La première chose qui a attiré mon attention, c'est la couverture : sombre. Et ce musicien qui regarde la ville au loin m'a interpellé. Un peu solitaire, un peu dans son monde, un peu misogyne aussi peut-être ? Oui, c'est un peu ça, mais il y a autre chose. C'est l'histoire d'un homme, Anatole, passionné de musique, malheureux en amour, coqueluche des femmes, au passé difficile car secret. Il part en tournée avec son groupe les Olwan, dont le chanteur, Benoit vole de filles en filles.
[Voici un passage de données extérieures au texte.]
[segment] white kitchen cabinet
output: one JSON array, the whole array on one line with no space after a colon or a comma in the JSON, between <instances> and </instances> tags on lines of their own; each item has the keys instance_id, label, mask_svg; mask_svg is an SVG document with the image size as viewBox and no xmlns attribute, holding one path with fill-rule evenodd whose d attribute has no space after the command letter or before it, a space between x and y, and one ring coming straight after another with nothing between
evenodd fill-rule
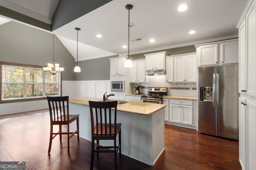
<instances>
[{"instance_id":1,"label":"white kitchen cabinet","mask_svg":"<svg viewBox=\"0 0 256 170\"><path fill-rule=\"evenodd\" d=\"M192 125L192 101L186 100L170 100L170 121Z\"/></svg>"},{"instance_id":2,"label":"white kitchen cabinet","mask_svg":"<svg viewBox=\"0 0 256 170\"><path fill-rule=\"evenodd\" d=\"M124 57L110 59L110 75L117 75L124 74Z\"/></svg>"},{"instance_id":3,"label":"white kitchen cabinet","mask_svg":"<svg viewBox=\"0 0 256 170\"><path fill-rule=\"evenodd\" d=\"M167 82L173 82L174 76L174 58L173 57L166 57L166 78Z\"/></svg>"},{"instance_id":4,"label":"white kitchen cabinet","mask_svg":"<svg viewBox=\"0 0 256 170\"><path fill-rule=\"evenodd\" d=\"M242 170L256 169L256 11L249 0L238 28L239 162Z\"/></svg>"},{"instance_id":5,"label":"white kitchen cabinet","mask_svg":"<svg viewBox=\"0 0 256 170\"><path fill-rule=\"evenodd\" d=\"M199 56L199 66L218 64L218 44L199 47L196 53Z\"/></svg>"},{"instance_id":6,"label":"white kitchen cabinet","mask_svg":"<svg viewBox=\"0 0 256 170\"><path fill-rule=\"evenodd\" d=\"M164 121L169 121L169 99L163 99L163 104L166 106L166 107L164 107Z\"/></svg>"},{"instance_id":7,"label":"white kitchen cabinet","mask_svg":"<svg viewBox=\"0 0 256 170\"><path fill-rule=\"evenodd\" d=\"M196 82L196 53L176 55L174 57L174 81Z\"/></svg>"},{"instance_id":8,"label":"white kitchen cabinet","mask_svg":"<svg viewBox=\"0 0 256 170\"><path fill-rule=\"evenodd\" d=\"M145 54L146 70L148 71L165 69L165 56L168 55L166 51Z\"/></svg>"},{"instance_id":9,"label":"white kitchen cabinet","mask_svg":"<svg viewBox=\"0 0 256 170\"><path fill-rule=\"evenodd\" d=\"M110 60L110 80L112 81L124 81L126 79L126 68L124 63L126 56L111 58ZM127 70L128 71L128 70Z\"/></svg>"},{"instance_id":10,"label":"white kitchen cabinet","mask_svg":"<svg viewBox=\"0 0 256 170\"><path fill-rule=\"evenodd\" d=\"M221 43L220 46L220 58L222 64L237 64L238 63L238 41Z\"/></svg>"},{"instance_id":11,"label":"white kitchen cabinet","mask_svg":"<svg viewBox=\"0 0 256 170\"><path fill-rule=\"evenodd\" d=\"M141 96L135 96L133 95L126 96L126 100L128 101L140 102L141 101Z\"/></svg>"},{"instance_id":12,"label":"white kitchen cabinet","mask_svg":"<svg viewBox=\"0 0 256 170\"><path fill-rule=\"evenodd\" d=\"M239 36L239 83L241 94L256 97L256 20L255 2L241 23Z\"/></svg>"},{"instance_id":13,"label":"white kitchen cabinet","mask_svg":"<svg viewBox=\"0 0 256 170\"><path fill-rule=\"evenodd\" d=\"M242 169L246 169L246 106L245 100L239 98L239 162Z\"/></svg>"},{"instance_id":14,"label":"white kitchen cabinet","mask_svg":"<svg viewBox=\"0 0 256 170\"><path fill-rule=\"evenodd\" d=\"M238 39L199 44L195 47L199 66L238 63Z\"/></svg>"},{"instance_id":15,"label":"white kitchen cabinet","mask_svg":"<svg viewBox=\"0 0 256 170\"><path fill-rule=\"evenodd\" d=\"M146 82L145 60L137 60L132 61L132 67L130 68L130 82L131 83Z\"/></svg>"}]
</instances>

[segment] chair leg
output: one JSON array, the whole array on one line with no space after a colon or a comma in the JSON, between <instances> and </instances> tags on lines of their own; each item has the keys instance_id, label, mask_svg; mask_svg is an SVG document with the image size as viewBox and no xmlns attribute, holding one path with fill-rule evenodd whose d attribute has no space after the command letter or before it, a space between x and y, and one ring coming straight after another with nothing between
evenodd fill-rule
<instances>
[{"instance_id":1,"label":"chair leg","mask_svg":"<svg viewBox=\"0 0 256 170\"><path fill-rule=\"evenodd\" d=\"M51 152L51 148L52 148L52 131L53 130L53 125L51 125L51 128L50 130L50 142L49 143L49 148L48 149L48 153Z\"/></svg>"},{"instance_id":2,"label":"chair leg","mask_svg":"<svg viewBox=\"0 0 256 170\"><path fill-rule=\"evenodd\" d=\"M61 134L61 133L62 132L62 127L61 127L61 125L59 125L59 132L60 133L60 141L61 142L61 141L62 141L62 135Z\"/></svg>"},{"instance_id":3,"label":"chair leg","mask_svg":"<svg viewBox=\"0 0 256 170\"><path fill-rule=\"evenodd\" d=\"M76 128L77 128L77 141L79 141L79 116L76 119Z\"/></svg>"},{"instance_id":4,"label":"chair leg","mask_svg":"<svg viewBox=\"0 0 256 170\"><path fill-rule=\"evenodd\" d=\"M115 139L114 142L114 153L115 154L115 170L117 169L117 164L116 163L116 154L117 151L116 150L116 139Z\"/></svg>"},{"instance_id":5,"label":"chair leg","mask_svg":"<svg viewBox=\"0 0 256 170\"><path fill-rule=\"evenodd\" d=\"M121 158L121 156L122 155L121 153L121 147L122 146L122 145L121 145L121 129L120 129L120 131L119 131L119 133L118 134L118 139L119 145L120 145L120 147L119 148L119 158Z\"/></svg>"},{"instance_id":6,"label":"chair leg","mask_svg":"<svg viewBox=\"0 0 256 170\"><path fill-rule=\"evenodd\" d=\"M69 153L69 124L68 124L68 153Z\"/></svg>"},{"instance_id":7,"label":"chair leg","mask_svg":"<svg viewBox=\"0 0 256 170\"><path fill-rule=\"evenodd\" d=\"M97 145L97 147L98 147L100 146L100 141L99 140L97 140L97 143L96 145ZM100 153L99 152L97 152L97 158L99 158L100 157Z\"/></svg>"},{"instance_id":8,"label":"chair leg","mask_svg":"<svg viewBox=\"0 0 256 170\"><path fill-rule=\"evenodd\" d=\"M90 170L92 170L93 169L93 162L94 159L94 140L92 139L92 150L91 151L91 165Z\"/></svg>"}]
</instances>

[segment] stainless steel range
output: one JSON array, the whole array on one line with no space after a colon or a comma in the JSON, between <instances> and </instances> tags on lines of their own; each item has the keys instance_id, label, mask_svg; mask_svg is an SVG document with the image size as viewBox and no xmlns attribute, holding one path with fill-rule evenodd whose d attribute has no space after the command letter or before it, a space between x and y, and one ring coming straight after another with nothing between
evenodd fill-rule
<instances>
[{"instance_id":1,"label":"stainless steel range","mask_svg":"<svg viewBox=\"0 0 256 170\"><path fill-rule=\"evenodd\" d=\"M167 88L165 87L149 87L147 95L141 96L141 102L162 104L163 96L167 96Z\"/></svg>"}]
</instances>

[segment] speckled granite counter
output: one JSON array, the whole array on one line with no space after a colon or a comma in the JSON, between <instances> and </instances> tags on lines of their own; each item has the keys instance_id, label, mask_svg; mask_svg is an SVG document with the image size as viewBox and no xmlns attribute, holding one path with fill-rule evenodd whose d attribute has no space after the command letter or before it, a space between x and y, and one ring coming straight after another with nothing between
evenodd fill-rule
<instances>
[{"instance_id":1,"label":"speckled granite counter","mask_svg":"<svg viewBox=\"0 0 256 170\"><path fill-rule=\"evenodd\" d=\"M196 100L197 98L196 97L189 96L166 96L163 97L163 98L172 99L183 99L186 100Z\"/></svg>"},{"instance_id":2,"label":"speckled granite counter","mask_svg":"<svg viewBox=\"0 0 256 170\"><path fill-rule=\"evenodd\" d=\"M70 99L70 103L89 106L89 100L102 101L99 98L86 98ZM156 104L148 103L128 102L127 103L117 105L117 110L134 114L148 116L166 107L164 104Z\"/></svg>"},{"instance_id":3,"label":"speckled granite counter","mask_svg":"<svg viewBox=\"0 0 256 170\"><path fill-rule=\"evenodd\" d=\"M70 99L69 106L70 113L79 114L80 136L91 141L89 100L100 101L102 99ZM163 104L134 102L117 105L116 121L122 123L122 154L154 165L164 150L165 107ZM75 123L71 124L70 128L74 130ZM103 141L100 144L111 146L112 142Z\"/></svg>"}]
</instances>

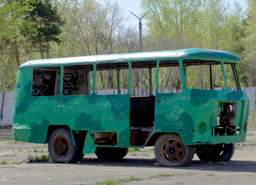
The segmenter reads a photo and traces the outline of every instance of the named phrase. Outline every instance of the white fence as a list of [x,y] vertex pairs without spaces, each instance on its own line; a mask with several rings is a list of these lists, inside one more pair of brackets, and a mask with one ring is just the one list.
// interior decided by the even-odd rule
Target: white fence
[[[250,98],[250,111],[255,111],[255,88],[242,89]],[[0,92],[0,127],[12,125],[14,94],[14,92]]]

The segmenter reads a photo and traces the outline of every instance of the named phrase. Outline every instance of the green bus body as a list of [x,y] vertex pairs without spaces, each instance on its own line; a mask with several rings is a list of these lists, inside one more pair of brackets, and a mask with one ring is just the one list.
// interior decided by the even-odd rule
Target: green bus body
[[[82,154],[94,153],[100,147],[123,149],[154,145],[156,147],[157,138],[168,133],[178,136],[177,141],[181,140],[185,147],[193,146],[198,153],[203,150],[201,148],[203,146],[244,142],[246,137],[249,99],[245,92],[241,90],[236,69],[236,65],[241,60],[239,57],[227,52],[190,49],[27,62],[20,65],[17,75],[12,123],[14,139],[45,144],[48,142],[55,130],[65,128],[70,130],[73,145],[79,146]],[[223,89],[187,88],[187,66],[206,64],[211,66],[215,63],[219,64],[224,74]],[[180,92],[161,93],[157,90],[159,68],[162,64],[179,67],[182,84]],[[100,69],[107,69],[108,67],[115,68],[115,66],[122,68],[123,64],[129,72],[127,92],[119,93],[121,89],[119,80],[117,94],[97,94],[97,65],[101,65]],[[231,90],[228,86],[224,64],[232,67],[237,85],[235,90]],[[90,76],[93,76],[88,75],[86,78],[91,84],[90,89],[86,90],[89,92],[86,95],[63,94],[63,84],[67,84],[63,81],[63,68],[75,70],[74,68],[78,68],[80,65],[87,67],[86,65],[89,65],[88,70],[92,74]],[[74,66],[76,68],[73,68]],[[156,92],[154,95],[149,93],[143,97],[132,97],[130,83],[131,70],[143,67],[149,70],[156,69],[156,77],[154,80]],[[37,77],[45,78],[40,80],[42,85],[43,80],[49,81],[50,77],[46,79],[45,73],[42,77],[43,75],[40,74],[43,70],[48,70],[51,68],[57,71],[60,68],[58,75],[60,80],[57,88],[55,88],[55,92],[57,92],[53,96],[35,96],[33,87],[38,79],[32,77],[33,73],[37,73]],[[153,80],[150,71],[151,84],[149,91],[152,92]],[[49,76],[53,76],[51,74],[53,74],[58,78],[55,71],[47,74],[50,74]],[[54,83],[49,82],[48,89],[51,84]],[[232,110],[224,114],[225,110],[229,109]],[[168,150],[169,152],[172,149]],[[155,154],[156,152],[155,148]],[[162,154],[164,157],[164,155]],[[169,166],[169,163],[170,166],[173,163],[179,166],[188,163],[167,161],[166,165],[161,162],[166,166]]]

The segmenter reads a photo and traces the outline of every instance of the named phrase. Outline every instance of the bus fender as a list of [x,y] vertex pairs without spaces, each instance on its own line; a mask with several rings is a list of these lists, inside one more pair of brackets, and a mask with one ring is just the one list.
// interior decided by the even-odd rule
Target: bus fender
[[95,152],[95,150],[96,147],[94,146],[94,139],[90,134],[90,131],[89,131],[86,134],[82,154],[92,154]]

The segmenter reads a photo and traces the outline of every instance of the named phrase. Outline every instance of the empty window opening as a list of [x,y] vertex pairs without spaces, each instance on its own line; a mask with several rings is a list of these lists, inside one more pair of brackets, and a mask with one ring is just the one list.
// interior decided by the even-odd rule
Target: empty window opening
[[158,92],[176,93],[182,91],[182,81],[178,61],[159,62]]
[[60,68],[40,68],[33,70],[33,96],[57,96],[60,94]]
[[93,66],[91,65],[64,67],[62,90],[63,95],[90,94],[92,73]]

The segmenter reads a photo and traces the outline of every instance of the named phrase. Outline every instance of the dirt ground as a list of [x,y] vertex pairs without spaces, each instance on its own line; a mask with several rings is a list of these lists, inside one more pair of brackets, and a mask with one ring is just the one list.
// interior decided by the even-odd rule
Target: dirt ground
[[246,142],[236,144],[231,161],[202,163],[195,155],[189,166],[176,168],[159,165],[152,147],[129,152],[121,161],[86,155],[81,163],[73,164],[27,162],[29,156],[47,155],[47,145],[15,142],[12,137],[11,129],[0,129],[0,184],[91,184],[129,177],[133,180],[125,184],[255,184],[256,181],[256,127],[249,127]]

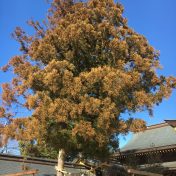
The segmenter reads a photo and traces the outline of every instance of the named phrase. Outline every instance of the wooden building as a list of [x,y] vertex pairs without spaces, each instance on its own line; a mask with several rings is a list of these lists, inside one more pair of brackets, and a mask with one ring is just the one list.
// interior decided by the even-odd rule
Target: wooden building
[[[22,172],[33,172],[37,170],[35,176],[55,176],[57,165],[56,160],[42,159],[34,157],[22,157],[9,154],[0,154],[0,176],[1,175],[20,175]],[[81,173],[86,172],[87,169],[78,164],[65,163],[65,172],[70,176],[80,176]],[[69,174],[72,173],[72,174]],[[26,174],[25,174],[26,175]],[[32,175],[32,174],[30,174]],[[34,175],[34,174],[33,174]]]
[[113,161],[176,176],[176,120],[165,120],[133,134]]

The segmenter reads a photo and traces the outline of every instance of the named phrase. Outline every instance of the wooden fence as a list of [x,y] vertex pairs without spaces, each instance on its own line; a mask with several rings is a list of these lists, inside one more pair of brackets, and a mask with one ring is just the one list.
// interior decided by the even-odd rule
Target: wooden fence
[[33,175],[37,174],[38,170],[29,170],[29,171],[24,171],[24,172],[17,172],[13,174],[5,174],[5,175],[0,175],[0,176],[24,176],[24,175]]

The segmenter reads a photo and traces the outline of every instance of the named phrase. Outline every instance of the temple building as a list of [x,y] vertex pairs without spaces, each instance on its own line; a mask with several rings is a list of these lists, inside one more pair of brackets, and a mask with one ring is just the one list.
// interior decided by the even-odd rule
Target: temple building
[[134,133],[132,139],[115,154],[114,161],[132,168],[175,176],[176,120],[165,120]]

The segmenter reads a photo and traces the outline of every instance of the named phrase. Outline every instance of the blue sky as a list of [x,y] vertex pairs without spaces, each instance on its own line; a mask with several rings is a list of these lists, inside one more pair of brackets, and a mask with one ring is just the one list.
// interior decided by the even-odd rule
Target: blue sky
[[[157,50],[163,69],[158,74],[176,76],[176,1],[175,0],[118,0],[125,8],[124,16],[131,28],[143,34]],[[46,0],[0,0],[0,66],[19,54],[18,44],[11,37],[16,26],[32,32],[26,21],[41,21],[46,17]],[[11,74],[0,72],[0,83],[9,81]],[[176,117],[176,91],[160,106],[154,107],[154,117],[147,112],[136,113],[134,117],[143,118],[148,125]],[[122,141],[121,145],[125,142]]]

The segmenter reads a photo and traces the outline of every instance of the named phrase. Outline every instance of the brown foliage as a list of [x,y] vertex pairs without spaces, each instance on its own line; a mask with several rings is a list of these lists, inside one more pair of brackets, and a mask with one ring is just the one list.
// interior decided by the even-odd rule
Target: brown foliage
[[113,0],[54,0],[47,25],[29,22],[35,35],[16,29],[22,55],[4,67],[16,77],[2,86],[0,115],[14,104],[32,115],[8,117],[5,134],[99,157],[117,149],[119,133],[145,127],[120,117],[151,112],[171,94],[175,78],[156,74],[158,52],[122,13]]

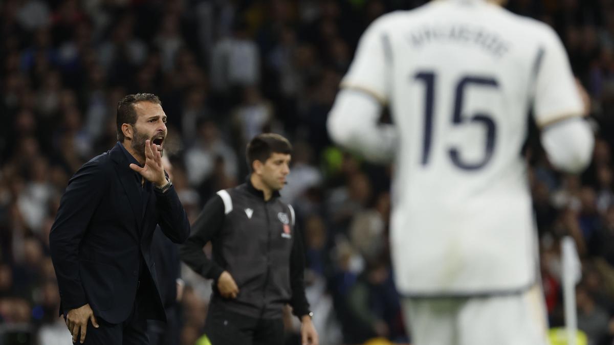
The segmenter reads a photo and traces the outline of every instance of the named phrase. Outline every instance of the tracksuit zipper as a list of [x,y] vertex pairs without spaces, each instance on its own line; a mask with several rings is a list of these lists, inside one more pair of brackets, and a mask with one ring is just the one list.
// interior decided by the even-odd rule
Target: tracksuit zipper
[[271,220],[269,218],[268,207],[266,201],[264,201],[265,214],[266,215],[266,276],[265,277],[265,284],[262,287],[262,310],[260,311],[260,317],[264,316],[266,308],[266,286],[268,285],[269,274],[271,272]]

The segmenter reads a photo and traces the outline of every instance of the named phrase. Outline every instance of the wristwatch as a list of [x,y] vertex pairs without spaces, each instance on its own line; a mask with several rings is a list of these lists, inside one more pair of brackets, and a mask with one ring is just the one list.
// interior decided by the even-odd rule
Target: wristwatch
[[171,182],[171,179],[168,178],[168,176],[166,176],[166,184],[163,185],[162,187],[157,187],[154,185],[154,189],[160,193],[164,193],[165,192],[168,190],[168,188],[171,188],[171,186],[173,185],[173,182]]

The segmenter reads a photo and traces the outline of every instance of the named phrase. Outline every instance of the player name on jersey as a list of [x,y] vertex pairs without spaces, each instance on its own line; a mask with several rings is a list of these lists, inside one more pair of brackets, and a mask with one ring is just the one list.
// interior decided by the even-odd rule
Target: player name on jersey
[[414,48],[437,42],[456,42],[473,44],[497,58],[510,50],[510,43],[496,33],[484,28],[466,24],[444,24],[425,26],[409,34],[410,42]]

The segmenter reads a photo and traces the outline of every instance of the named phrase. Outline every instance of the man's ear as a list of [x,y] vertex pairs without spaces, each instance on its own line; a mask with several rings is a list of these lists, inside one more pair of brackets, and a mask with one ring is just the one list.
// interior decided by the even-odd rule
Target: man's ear
[[262,172],[262,162],[258,160],[254,160],[254,163],[252,163],[252,169],[257,174],[260,174]]
[[128,123],[122,124],[122,133],[123,133],[124,138],[132,140],[133,138],[132,126]]

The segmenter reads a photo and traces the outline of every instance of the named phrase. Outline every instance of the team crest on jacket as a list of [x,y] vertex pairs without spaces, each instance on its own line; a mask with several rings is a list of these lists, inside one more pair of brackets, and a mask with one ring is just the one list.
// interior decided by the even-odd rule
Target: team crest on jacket
[[292,238],[292,236],[290,235],[290,219],[288,218],[288,215],[280,212],[277,214],[277,217],[279,219],[279,222],[281,222],[284,224],[284,232],[281,233],[281,237],[284,238]]
[[277,214],[277,217],[279,219],[279,222],[281,222],[284,224],[287,225],[290,223],[290,219],[288,219],[288,215],[282,212]]
[[290,235],[290,225],[284,224],[284,232],[281,234],[281,237],[284,238],[292,238],[292,235]]

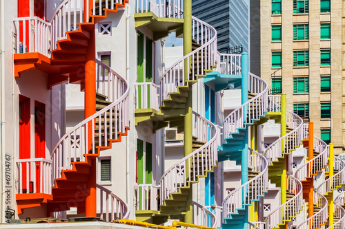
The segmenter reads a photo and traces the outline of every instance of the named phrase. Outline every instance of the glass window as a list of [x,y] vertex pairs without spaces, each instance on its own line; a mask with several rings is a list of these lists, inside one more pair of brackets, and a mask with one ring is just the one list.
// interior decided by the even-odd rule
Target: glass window
[[331,76],[321,76],[321,92],[331,91]]
[[331,118],[331,103],[321,104],[321,118]]
[[293,105],[293,112],[301,118],[309,117],[309,104],[298,103]]
[[110,181],[110,160],[101,160],[101,181]]
[[272,26],[272,41],[282,41],[282,25]]
[[281,0],[272,0],[272,14],[282,14]]
[[331,1],[330,0],[321,0],[320,2],[321,12],[331,12]]
[[294,14],[307,14],[309,12],[308,0],[293,0]]
[[309,78],[299,77],[293,78],[293,93],[309,92]]
[[331,50],[321,50],[321,65],[331,65]]
[[308,25],[293,25],[294,40],[308,40],[308,35],[309,26]]
[[322,39],[331,39],[331,24],[321,24],[320,35]]
[[293,66],[308,66],[308,51],[293,51]]
[[272,52],[272,67],[282,67],[282,52]]
[[321,140],[325,142],[326,144],[331,143],[331,129],[321,129]]
[[272,94],[282,93],[282,78],[272,78]]

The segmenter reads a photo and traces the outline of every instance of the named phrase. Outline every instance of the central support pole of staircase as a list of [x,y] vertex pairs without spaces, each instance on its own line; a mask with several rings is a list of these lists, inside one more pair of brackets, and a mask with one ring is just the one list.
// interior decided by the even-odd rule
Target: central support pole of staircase
[[[281,94],[281,105],[280,105],[280,136],[283,137],[286,134],[286,94],[282,93]],[[287,142],[283,142],[282,144],[282,151],[284,151],[286,147]],[[283,204],[286,201],[286,158],[287,155],[284,155],[284,161],[282,167],[282,177],[280,177],[280,192],[281,192],[281,204]]]
[[[308,160],[310,161],[310,160],[314,157],[314,123],[313,122],[309,122],[309,133],[308,133]],[[310,163],[309,171],[313,170],[313,165]],[[314,176],[313,175],[310,175],[311,180],[310,184],[310,190],[309,190],[309,199],[308,199],[308,217],[311,217],[313,215],[314,215]]]
[[[334,167],[333,167],[333,160],[334,160],[334,151],[333,151],[334,144],[333,143],[329,144],[329,157],[328,157],[328,166],[329,166],[329,177],[331,177],[334,175]],[[333,179],[331,179],[329,185],[333,184]],[[329,201],[329,226],[334,224],[334,200],[333,200],[333,192],[331,192],[330,201]]]
[[[186,56],[192,52],[192,0],[184,1],[184,55]],[[189,63],[191,63],[190,61]],[[189,73],[190,65],[188,61],[184,62],[184,80],[189,80]],[[184,156],[193,152],[193,108],[192,108],[192,87],[189,87],[188,98],[186,105],[186,116],[184,117]],[[190,165],[186,164],[186,179],[190,176]],[[193,187],[192,183],[189,183],[190,189],[187,199],[186,212],[184,217],[184,221],[188,223],[193,223]]]
[[[87,1],[89,6],[92,6],[92,0],[84,0],[84,6]],[[86,8],[85,8],[86,9]],[[96,47],[95,39],[95,25],[92,26],[90,32],[88,51],[86,54],[86,62],[85,64],[85,118],[91,116],[96,113]],[[88,123],[88,133],[87,138],[88,142],[92,142],[92,123]],[[92,149],[90,144],[88,151]],[[95,149],[97,150],[97,149]],[[88,152],[86,152],[88,153]],[[87,191],[88,195],[85,199],[85,216],[97,217],[97,194],[96,194],[96,158],[88,158],[90,160],[89,164],[90,176],[87,183]]]
[[[241,71],[242,72],[242,80],[241,85],[241,102],[242,104],[246,102],[248,99],[248,53],[242,52],[241,55]],[[243,111],[243,122],[246,122],[247,120],[247,109],[245,109]],[[249,121],[250,122],[250,120]],[[247,129],[244,132],[244,145],[241,153],[241,182],[244,184],[248,182],[248,144],[249,144],[249,131],[250,128],[247,127]],[[246,190],[244,190],[244,193],[242,193],[242,199],[244,201],[246,199]],[[246,210],[244,213],[244,228],[246,229],[249,228],[248,224],[248,217],[249,217],[249,208],[246,206]]]

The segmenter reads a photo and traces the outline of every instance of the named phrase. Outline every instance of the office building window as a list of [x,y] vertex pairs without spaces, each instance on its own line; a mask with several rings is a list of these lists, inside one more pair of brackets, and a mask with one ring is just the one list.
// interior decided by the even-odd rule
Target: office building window
[[308,66],[308,51],[293,51],[293,66]]
[[299,77],[293,78],[293,93],[309,92],[309,78]]
[[321,129],[321,140],[325,142],[326,144],[331,143],[331,129]]
[[331,76],[321,76],[321,92],[331,91]]
[[282,25],[272,25],[272,41],[282,41]]
[[282,78],[272,78],[272,94],[282,93]]
[[331,102],[321,104],[321,118],[331,118]]
[[272,52],[272,67],[282,67],[282,52]]
[[282,14],[282,0],[272,0],[272,14]]
[[331,0],[321,0],[320,5],[321,12],[331,12]]
[[331,39],[331,24],[321,24],[320,39]]
[[294,40],[308,40],[308,34],[309,26],[308,25],[293,25]]
[[321,65],[331,65],[331,50],[321,50]]
[[309,104],[297,103],[293,105],[293,112],[302,118],[309,117]]
[[308,0],[293,0],[294,14],[308,14],[309,12]]

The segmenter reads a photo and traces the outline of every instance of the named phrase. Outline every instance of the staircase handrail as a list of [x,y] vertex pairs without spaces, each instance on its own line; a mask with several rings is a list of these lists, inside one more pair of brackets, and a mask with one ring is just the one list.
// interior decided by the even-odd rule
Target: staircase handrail
[[[197,23],[197,30],[195,30],[195,23]],[[217,30],[206,23],[206,22],[197,19],[196,17],[192,16],[192,38],[196,38],[195,40],[196,42],[200,41],[201,43],[201,46],[198,47],[194,51],[192,51],[187,55],[181,57],[175,63],[173,63],[169,68],[168,68],[159,80],[159,98],[160,102],[161,105],[161,101],[163,100],[168,98],[168,94],[172,92],[176,92],[177,91],[177,86],[184,86],[185,82],[187,80],[195,80],[195,75],[204,74],[204,70],[208,69],[210,69],[211,65],[215,65],[217,61]],[[201,28],[205,28],[204,30],[201,30],[199,31],[199,25],[201,26]],[[206,30],[207,29],[207,30]],[[197,31],[195,31],[197,30]],[[206,32],[208,31],[208,32]],[[204,36],[204,32],[205,32],[206,35]],[[199,36],[199,32],[201,32],[201,36]],[[206,36],[208,32],[208,37]],[[204,62],[201,61],[201,66],[199,66],[199,61],[197,61],[197,72],[194,70],[194,55],[196,54],[197,58],[199,58],[199,52],[201,52],[201,58],[204,58]],[[208,56],[206,56],[206,53],[208,52]],[[191,60],[190,61],[190,58]],[[188,66],[191,63],[191,71],[193,77],[192,78],[185,78],[184,74],[184,61],[187,62]],[[207,68],[206,68],[207,65]],[[176,69],[175,69],[176,67]],[[199,67],[201,67],[201,72],[199,72]],[[176,71],[177,70],[177,71]],[[182,70],[182,73],[180,72]],[[176,71],[176,72],[175,72]],[[189,70],[188,70],[189,71]],[[170,77],[169,77],[170,76]],[[189,74],[188,74],[189,76]],[[177,83],[177,85],[176,85]]]
[[[101,212],[100,212],[100,217],[101,219],[103,219],[103,195],[102,195],[102,193],[101,191],[103,191],[104,193],[106,193],[106,194],[107,195],[107,197],[106,199],[106,221],[109,221],[109,203],[108,202],[108,195],[110,195],[112,197],[113,197],[116,201],[117,201],[117,204],[116,204],[116,208],[117,208],[117,212],[116,214],[117,215],[117,218],[119,219],[128,219],[129,217],[129,215],[130,215],[130,207],[129,207],[129,205],[128,204],[127,204],[124,199],[122,199],[121,197],[119,197],[118,195],[117,195],[115,193],[112,193],[111,190],[110,190],[109,189],[97,184],[97,188],[99,188],[101,191],[101,197],[100,197],[100,210],[101,210]],[[112,211],[111,211],[111,221],[114,220],[114,204],[112,202],[111,204],[111,208],[112,208]],[[119,212],[119,209],[121,210],[120,212]]]
[[339,172],[328,178],[317,187],[317,191],[322,195],[333,192],[333,190],[341,186],[345,182],[345,162],[335,157],[333,163],[333,168]]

Ils sont tous insouciants face à la menace qui les attends.
D'un autre côté, on a Agnès, une prostituée qui fuit son proxénète et se réfugie avec les musiciens. Elle sert de muse à Anatole, le gars sombre dont je parlais, celui de la couverture. Durant la tournée, ils vont se découvrir, s'apprivoiser, s'aimer, mais, la menace est là, terrible. Et elle va les rattraper. Il y a bien une caravane de romanichels, dont Féfa, personnage haut en couleur, est censée les prévenir, mais, ils jouent de malchance ! Comme si le mauvais oeil les avait désignés.
Durant toute l'histoire, j'ai été balancé dans tous les coins de France en compagnie de ce groupe de musiciens des années 80 qui m'a fait retrouver ma jeunesse, l'ambiance avec les premières radios libres, les sorties en boite de nuit, les concerts...
J'ai dit que ce livre n'était pas qu'un thriller, vous l'avez deviné, c'est aussi une histoire d'amour, mais j'y ai trouvé d'autres choses, comme le côté historique où l'on apprends un tas de chose sur les manouches. Et puis cette aventure nous emmène en voyage à la fois en France, mais aussi dans les années 80, c'est dépaysant.
Je le conseille fortement.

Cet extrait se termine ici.